… He and Vuel used to pour lamp oil down an anthill and light it on fire…
The third shot struck ground just in front of a cannon embrasure. It pulverized the ground. The cannon drooped forward, unleashing its venom into the backs of its own creatures.
… Wasps emitted an acrid wisp of smoke just before the magnifying glass made their abdomens crack…
Agnate would be able to drive forward over this swath. Weatherlight and the rest of the armada had paved a road in bodies. Sure, plenty of Phyrexian cannons and bombards remained, but Sisay and her other gunners could take them out on subsequent passes. Gerrard unstrapped himself. He had another task ahead.
… It had taken all day and two gallons of lamp oil to dig up the anthill, but when they found the queen, all the bites were worth it. They cut open her abdomen and pulled out the white eggs and crushed them and watched all the workers try to carry them away. They laughed with that last fire, the queen dragging herself through it all, picking at the dead eggs while her torn-open abdomen curled up and crisped…

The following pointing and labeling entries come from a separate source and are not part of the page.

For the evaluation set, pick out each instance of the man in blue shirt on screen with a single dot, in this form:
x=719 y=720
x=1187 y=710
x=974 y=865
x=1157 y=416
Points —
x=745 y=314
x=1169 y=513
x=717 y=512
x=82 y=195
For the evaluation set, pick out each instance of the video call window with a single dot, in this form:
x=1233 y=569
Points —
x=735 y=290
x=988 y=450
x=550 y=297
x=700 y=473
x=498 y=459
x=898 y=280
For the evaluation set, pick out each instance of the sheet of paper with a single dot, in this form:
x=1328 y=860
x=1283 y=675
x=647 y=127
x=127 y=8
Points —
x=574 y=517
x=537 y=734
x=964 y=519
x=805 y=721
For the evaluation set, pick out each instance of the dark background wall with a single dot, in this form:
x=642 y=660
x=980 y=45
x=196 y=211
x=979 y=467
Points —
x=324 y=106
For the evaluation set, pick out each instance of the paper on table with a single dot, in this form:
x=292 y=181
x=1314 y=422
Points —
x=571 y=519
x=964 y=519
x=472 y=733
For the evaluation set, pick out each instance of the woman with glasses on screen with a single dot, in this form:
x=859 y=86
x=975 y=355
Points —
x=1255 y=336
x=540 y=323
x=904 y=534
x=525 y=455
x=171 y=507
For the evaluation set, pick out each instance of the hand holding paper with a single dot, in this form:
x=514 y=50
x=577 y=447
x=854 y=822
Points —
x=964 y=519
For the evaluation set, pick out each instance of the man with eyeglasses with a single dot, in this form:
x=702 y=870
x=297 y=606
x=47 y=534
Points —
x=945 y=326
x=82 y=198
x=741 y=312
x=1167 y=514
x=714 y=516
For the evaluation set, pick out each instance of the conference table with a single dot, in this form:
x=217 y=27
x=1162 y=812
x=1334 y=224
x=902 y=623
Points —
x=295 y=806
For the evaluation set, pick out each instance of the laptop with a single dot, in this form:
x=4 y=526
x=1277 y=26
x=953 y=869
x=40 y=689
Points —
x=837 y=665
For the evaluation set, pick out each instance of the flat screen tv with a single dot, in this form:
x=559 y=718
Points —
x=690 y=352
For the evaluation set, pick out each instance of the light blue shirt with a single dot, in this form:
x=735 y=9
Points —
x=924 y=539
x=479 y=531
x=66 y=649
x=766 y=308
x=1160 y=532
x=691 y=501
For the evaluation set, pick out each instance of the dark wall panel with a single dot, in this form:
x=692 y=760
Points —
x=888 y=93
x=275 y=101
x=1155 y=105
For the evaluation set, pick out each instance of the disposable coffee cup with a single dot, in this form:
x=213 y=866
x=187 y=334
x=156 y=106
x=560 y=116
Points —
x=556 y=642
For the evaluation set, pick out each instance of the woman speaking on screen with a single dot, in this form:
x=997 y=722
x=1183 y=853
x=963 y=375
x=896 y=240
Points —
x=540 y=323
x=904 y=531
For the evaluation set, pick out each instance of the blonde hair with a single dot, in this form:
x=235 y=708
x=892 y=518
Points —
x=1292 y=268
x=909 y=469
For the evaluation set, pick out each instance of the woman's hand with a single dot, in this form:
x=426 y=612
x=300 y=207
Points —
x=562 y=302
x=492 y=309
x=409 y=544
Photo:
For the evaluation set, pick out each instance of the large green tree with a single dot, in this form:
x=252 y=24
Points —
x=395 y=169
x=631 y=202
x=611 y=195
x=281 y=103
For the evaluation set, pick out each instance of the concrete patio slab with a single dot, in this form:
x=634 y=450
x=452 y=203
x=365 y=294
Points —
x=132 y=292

Tsabo Tavoc. She had done this. She had brought these bugs, these maggots here. She had brought rot and plague. Gerrard would find her and cut her open as she had cut open Hanna. He would drag out her eggs and crush them and kill her slowly, just the way Vuel had shown him.
A hulking presence loomed up behind him. Tahngarth. The sky raced past. The minotaur's eyes were grave. Gerrard saw his reflection, small and hunched, in those eyes.
Tahngarth said, "The strike team is ready."
Gerrard nodded, pulling himself from the gunner traces. Another gunner, waiting nervously beside the minotaur, slid himself into the spot and resumed fire. Gerrard stared blankly at him.
"We're coming up on the drop site," Tahngarth urged. "You need to pull on your hauberk and arm yourself." Tahngarth pounded the hilt of his sword against the Hurloon battle armor he wore.
Nodding numbly, Gerrard lifted a breast-and-backplate and slid them on.
"Are you sure you're up to this? Hanna's death-"
Gerrard's eyes flared. "Yes. That's it, isn't it? Hanna's death. Yes. That's it."
Turning, he stalked to the prow. He shoved his way through the Benalish strike team. Gerrard peered over the ship's rail, seeing that Sisay edged Weatherlight up just above the caves. Phyrexian cannons struggled to turn about and fire on the hovering ship. Just as rapidly, Weatherlight's own guns took out their entrenchments.
From the prow speaking tube, Sisay's voice shrilled, "Can't hold her here for long."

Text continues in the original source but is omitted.